3 Metrics to Track to Start Sales Enablement

Brock Benefiel

The success—or lack thereof—of a sales enablement team isn’t the easiest to track because the area itself isn’t always clearly defined. When a scaling company develops its initial sales enablement strategy, it’s often a struggle to determine exactly what the organization needs to focus on first. And that lack of clarity can present a real problem. “Enablement means something different in every company,” Katie MacDonald, global sales onboarding and enablement manager at Optimizely, said. “A lot of companies think they need enablement. But if there is not a clear understanding of the purpose of sales enablement, it can die very quickly.”

So how do you start? Simply. Focus first on a handful of easy-to-identify valuable functions that drive performance in a sales organization. Here are three great ways to start:

Decrease time to quota obtainment

All new hires face a steep learning curve when entering a new organization and a new sales process.

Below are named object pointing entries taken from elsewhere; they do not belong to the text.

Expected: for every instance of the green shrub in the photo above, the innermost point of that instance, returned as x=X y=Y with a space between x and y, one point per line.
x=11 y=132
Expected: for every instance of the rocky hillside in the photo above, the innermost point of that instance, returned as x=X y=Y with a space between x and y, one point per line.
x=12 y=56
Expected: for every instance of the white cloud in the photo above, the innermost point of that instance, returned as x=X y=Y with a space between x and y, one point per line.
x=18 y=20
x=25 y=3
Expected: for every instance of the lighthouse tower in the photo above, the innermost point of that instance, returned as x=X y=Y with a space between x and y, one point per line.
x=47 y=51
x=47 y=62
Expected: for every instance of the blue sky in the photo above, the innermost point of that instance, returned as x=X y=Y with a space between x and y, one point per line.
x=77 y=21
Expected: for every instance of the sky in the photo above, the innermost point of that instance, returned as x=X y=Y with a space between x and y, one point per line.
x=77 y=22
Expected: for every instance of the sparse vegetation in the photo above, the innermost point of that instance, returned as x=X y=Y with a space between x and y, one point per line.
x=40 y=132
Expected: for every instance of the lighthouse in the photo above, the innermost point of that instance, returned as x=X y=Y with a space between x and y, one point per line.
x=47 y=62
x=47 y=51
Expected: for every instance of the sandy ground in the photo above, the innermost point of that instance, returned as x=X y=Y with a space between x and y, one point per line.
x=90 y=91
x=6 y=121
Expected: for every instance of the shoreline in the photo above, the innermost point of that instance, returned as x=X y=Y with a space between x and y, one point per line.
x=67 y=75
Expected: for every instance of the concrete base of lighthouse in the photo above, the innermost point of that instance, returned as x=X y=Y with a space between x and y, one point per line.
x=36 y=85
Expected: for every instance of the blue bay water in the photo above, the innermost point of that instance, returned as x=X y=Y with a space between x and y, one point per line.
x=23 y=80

Providing the right tools that boost a new hire into peak productivity mode is remarkably important. And cutting down the number of days until that happens can wildly profitable. So the role of a new sales enablement team must start hacking at that time to quota obtainment with insights for into the sales process. Empowering new hires with basic strategies that overcome common obstacles that have slowed success in the past is a key component in enabling the sales team. Identifying selling pitfalls, core value propositions and common pain points and some additional tricks of the trade helps shorten the road to top performance.

Decrease time to pipeline obtainment

In order to hit that quota, reps need to fill the pipeline first. Most companies will use the 3x sales pipeline-to-quota-ratio as the goal for the sales team. For the sales enablement team, it’s essential to identify the best ways new reps can hunt for new leads. Your enablement team can provide information on the right customer types, how to best reach them and how to determine which opportunities might be better than others.

Again, you’re providing new reps with a better roadmap to avoid obstacles others have already encountered. The bottom line is if your sales enablement team isn’t decreasing time to quota obtainment or pipeline obtainment, they aren’t providing the right boost to your onboarding efforts.

Decrease sales cycles

Finally, moving beyond new hires, sales enablement teams must deconstruct the sales cycle and find ways for the entire organization to cut down on the time to commitment. They have to monitor how deals track through the process and identify common factors that are often introduced and slow down the action. Sales enablement teams gather intelligence and data from across the team and synthesize the learnings into communication training that drives iterative improvement. That speeds up the process and makes enablement worthwhile in the long-run.

There is almost no end to the avenues your enablement team may explore to keep your organization innovating and working smarter. But by focusing first on just a few key areas, you can convince investors of the need for sales enablement and earn buy-in from the rest of your leadership team of its value.